The first issue to address is whether you want to allow arbitrary sequences $x_n$, or if they must be bounded / summable etc. In the first case it's a huge space with no canonical metric (although some metric can be constructed, see below). In the latter case there is probably already a natural metric on the space of sequences, and you can define the quotient metric on the set of equivalence classes. The general definition of the quotient metric is pretty convoluted, but your situation is simpler because the equivalence classes are orbits under the action of the circle group $S^1=\{z\in\mathbb C:|z|=1\}$ on the space of sequences.
Let $z\cdot x$ denote the sequence $(z^n x_n)$. Suppose that $d$ is a metric on the space of sequences which is $S^1$-invariant, i.e. $d(z\cdot x, z\cdot y) = d(x,y)$. For example, the metrics induced by $\ell^p$ norms are $S^1$-invariant. Also, the metric
$$
d(x,y) = \sum_{n\in\mathbb Z} 2^{-|n|}\frac{|x_n-y_n|}{1+|x_n-y_n|}
$$
which works for the space of arbitrary sequences, is $S^1$-invariant.

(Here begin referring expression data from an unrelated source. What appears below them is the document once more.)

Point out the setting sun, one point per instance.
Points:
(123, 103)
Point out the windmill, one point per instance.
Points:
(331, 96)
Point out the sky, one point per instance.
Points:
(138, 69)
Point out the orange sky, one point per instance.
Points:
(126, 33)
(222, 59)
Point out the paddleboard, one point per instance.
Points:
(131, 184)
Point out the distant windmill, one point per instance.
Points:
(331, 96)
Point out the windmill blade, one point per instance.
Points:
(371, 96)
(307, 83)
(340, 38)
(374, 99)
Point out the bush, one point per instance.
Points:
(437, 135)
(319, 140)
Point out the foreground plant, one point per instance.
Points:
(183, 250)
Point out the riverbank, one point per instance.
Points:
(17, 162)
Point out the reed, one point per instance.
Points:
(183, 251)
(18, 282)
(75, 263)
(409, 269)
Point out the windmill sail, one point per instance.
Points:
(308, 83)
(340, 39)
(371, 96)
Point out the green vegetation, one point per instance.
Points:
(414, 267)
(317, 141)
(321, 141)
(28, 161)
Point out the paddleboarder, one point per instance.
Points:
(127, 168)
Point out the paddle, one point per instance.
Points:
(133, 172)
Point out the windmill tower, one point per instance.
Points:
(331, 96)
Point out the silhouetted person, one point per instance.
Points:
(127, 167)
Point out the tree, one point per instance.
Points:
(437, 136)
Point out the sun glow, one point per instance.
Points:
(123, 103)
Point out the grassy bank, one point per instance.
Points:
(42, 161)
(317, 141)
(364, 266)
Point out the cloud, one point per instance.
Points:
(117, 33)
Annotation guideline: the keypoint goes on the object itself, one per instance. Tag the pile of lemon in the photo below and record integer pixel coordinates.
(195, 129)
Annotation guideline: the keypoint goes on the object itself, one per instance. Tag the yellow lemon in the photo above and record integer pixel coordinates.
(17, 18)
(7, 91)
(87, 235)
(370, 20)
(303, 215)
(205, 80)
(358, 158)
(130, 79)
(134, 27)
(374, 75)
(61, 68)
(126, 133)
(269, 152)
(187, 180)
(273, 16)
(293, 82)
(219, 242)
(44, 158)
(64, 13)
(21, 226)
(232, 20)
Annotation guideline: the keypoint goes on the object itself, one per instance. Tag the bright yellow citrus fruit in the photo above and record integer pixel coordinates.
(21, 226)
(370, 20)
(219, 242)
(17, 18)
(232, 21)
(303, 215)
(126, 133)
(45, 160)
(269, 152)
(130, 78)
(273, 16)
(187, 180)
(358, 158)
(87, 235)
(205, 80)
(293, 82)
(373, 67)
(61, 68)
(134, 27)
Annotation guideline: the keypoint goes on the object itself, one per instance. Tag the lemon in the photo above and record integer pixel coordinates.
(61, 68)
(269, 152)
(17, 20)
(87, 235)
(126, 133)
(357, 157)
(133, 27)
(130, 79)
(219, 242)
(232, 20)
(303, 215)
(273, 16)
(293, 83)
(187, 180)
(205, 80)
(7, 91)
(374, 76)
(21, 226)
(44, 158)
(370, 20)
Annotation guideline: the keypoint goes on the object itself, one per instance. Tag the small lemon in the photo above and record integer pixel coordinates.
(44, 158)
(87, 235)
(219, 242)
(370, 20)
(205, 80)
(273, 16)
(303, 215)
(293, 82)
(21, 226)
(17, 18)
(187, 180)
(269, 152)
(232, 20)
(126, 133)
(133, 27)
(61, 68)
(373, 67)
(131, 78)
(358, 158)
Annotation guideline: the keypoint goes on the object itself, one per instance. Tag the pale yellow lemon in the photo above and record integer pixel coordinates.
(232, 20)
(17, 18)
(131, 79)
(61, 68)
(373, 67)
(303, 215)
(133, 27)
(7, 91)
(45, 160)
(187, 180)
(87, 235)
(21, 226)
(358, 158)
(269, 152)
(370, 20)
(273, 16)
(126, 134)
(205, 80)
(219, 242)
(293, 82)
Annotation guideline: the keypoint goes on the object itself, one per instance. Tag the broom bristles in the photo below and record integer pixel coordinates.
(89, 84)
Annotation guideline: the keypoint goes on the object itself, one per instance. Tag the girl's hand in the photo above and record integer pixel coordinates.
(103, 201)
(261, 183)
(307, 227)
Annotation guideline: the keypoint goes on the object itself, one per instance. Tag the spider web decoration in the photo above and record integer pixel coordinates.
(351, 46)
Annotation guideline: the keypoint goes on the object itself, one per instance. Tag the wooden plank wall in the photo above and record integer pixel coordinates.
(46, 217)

The distance between equivalence classes $[x]$ and $[y]$ is induced by $d$ as follows:
$$\tilde d([x],[y]) = \inf_{z\in S^1} d(z\cdot x, y) \quad \text{(same as } \inf_{z\in S^1} d( x, z\cdot y) \text{ )}$$
Let's check the triangle inequality. Given sequences $x,y,w$,
- pick $z$ so that $d(z\cdot x,y)$ is close to $\tilde d([x],[y])$
- pick $\zeta$ so that $d(\zeta\cdot w,y)$ is close to $\tilde d([w],[y])$
- observe that $d(z\cdot x,y)+d(\zeta\cdot w,y)\ge d(z\cdot x,\zeta\cdot w)$
- $d(z\cdot x,\zeta\cdot w) = d((\zeta^{-1}z)\cdot x, w)\ge \tilde d([x],[w])$
this a space who's properties are known?
I haven't seen the space myself, but it looks natural enough (especially if you work with $\ell^2$ sequences), so I'd guess it came up before. But it's probably easier to prove its basic properties yourself than to find a reference.